Ein Meisterwerk, im zweiten Anlauf. Dass Caminada ein Fischbuch herausgibt (im AT Verlag), erstaunt nicht: «Fisch sind meine Leidenschaft. Seit 30 Jahren schon.» Andreas scharte seine Verbündeten um sich: Gaudenz Danuser für die Fotografie, Remo Caminada für die Gestaltung, Alexander Kühn für die Texte. Der Start war harzig: «Ich studierte nochmals die Umsetzung der ersten 25 Rezepte, war innerlich unzufrieden und beschloss: Alles nochmals von vorn.» Nach dem zweiten Start kam der «Flow», das Endergebnis überzeugt. Erstklassige Rezepte, spannende Geschichten, in und zwischen den Zeilen wertvolle Tipps vom Profi. Ein Rezeptbuch für alle? Der 19-Punktechef: «Eher für etwas geübtere Hobbyköche. Alle anderen kommen besser zu mir ins Schloss und essen meine Fischküche dort.»
Plädoyer für Süsswasser-Fisch. Wer schon auf Schloss Schauenstein war, weiss: Seezunge, Lotte, Kabeljau, Hummer und Langustinen sucht man im Caminada-Menü vergeblich; die Paradegerichte der ersten Jahre werden nur noch als «Specials», also als Zusatzgänge angeboten; die allerdings, präzis mit Jahrgang deklariert, sind herausragend gut. Im Schlossmenü sind seit einigen Jahren Süsswasserfische Trumpf. Der Maestro: «Wichtig ist nur, dass die Begleiter den zarten Fisch nicht mit ihrer Wucht zerschlagen. Den mediterranen Aromen wie Knoblauch oder Rosmarin sind die meisten Süsswasserfische nicht gewachsen. Dafür kommen Kräuter und Blüten besonders zur Geltung. Mit der Temperatur muss man bei Forelle, Saibling oder Felchen vorsichtiger sein als beim Meerfisch, erst recht, wenn man es nicht mit ganzen Fischen, sondern mit Filets zu tun hat.»
Hanspeter Gubser & Curdin Capeder. Andreas Caminada kann sich auf sich bei seiner Aktion «Süsswasserfisch im Spitzenrestaurant» (19 GaultMillau-Punkte, drei Sterne) auf herausragende Produzenten verlassen. Einer von ihnen ist Curdin Capeder, der im Val Lumnezia Saiblinge züchtet und Caminada seit zehn Jahren beliefert. Der andere ist Berufsfischer Hanspeter Gubser, der auf dem Walensee unterwegs ist, den Köchen seinen Fang auf WhatsApp anbietet und Felchen und Forellen aus dem kalten Wasser zieht. Caminada: «Seine Felchen schmecken mir vor allem gebeizt sehr gut. Seine Forellen serviere ich sanft gegart.» Der Meister zum Thema Süsswasserfische: «Anders, aber genauso gut.»

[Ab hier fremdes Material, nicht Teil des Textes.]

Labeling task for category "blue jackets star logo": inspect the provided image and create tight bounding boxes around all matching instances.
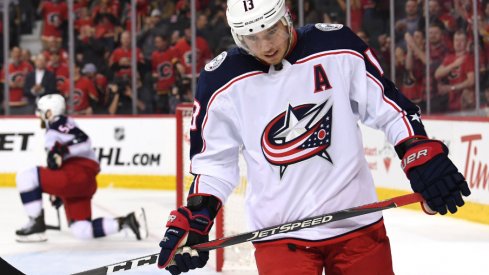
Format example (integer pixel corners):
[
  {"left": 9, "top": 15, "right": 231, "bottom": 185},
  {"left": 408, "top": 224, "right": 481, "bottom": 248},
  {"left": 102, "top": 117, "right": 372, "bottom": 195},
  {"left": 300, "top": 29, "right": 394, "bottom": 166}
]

Der Fischmarkt von Chioggia. In «Pure Tiefe» geht’s natürlich auch um Meergetier. Das kleine Lagunenstädtchen Chioggia ist Caminadas Inspirationsquelle. Zweimal täglich heult auf dem «Mercato Ittico» die Sirene auf: Beginn der Fisch-Auktion! Caminada beeindruckt: «Überall türmen sich Fische, Muscheln und Krustentiere auf Bergen von Eis: Sardinen, Makrelen, Scampi, Wolfsbarsch, Rotbarbe, Seeteufel, Vongole. Und über allem liegt der Duft des Meeres.» Andreas Caminada ist ein hervorragender Fischkoch. Gelernt hat er es im Schwarzwald: «Als junger Koch kam ich zu Claus-Peter Lumpp ins Dreisterne-Restaurant Bareiss in Baiersbronn. Er machte mich zum Poissonnier. Die teils riesengrossen Fische kamen stets im Ganzen an, und wir lernten, sie bis zur letzten Gräte zu verwerten.»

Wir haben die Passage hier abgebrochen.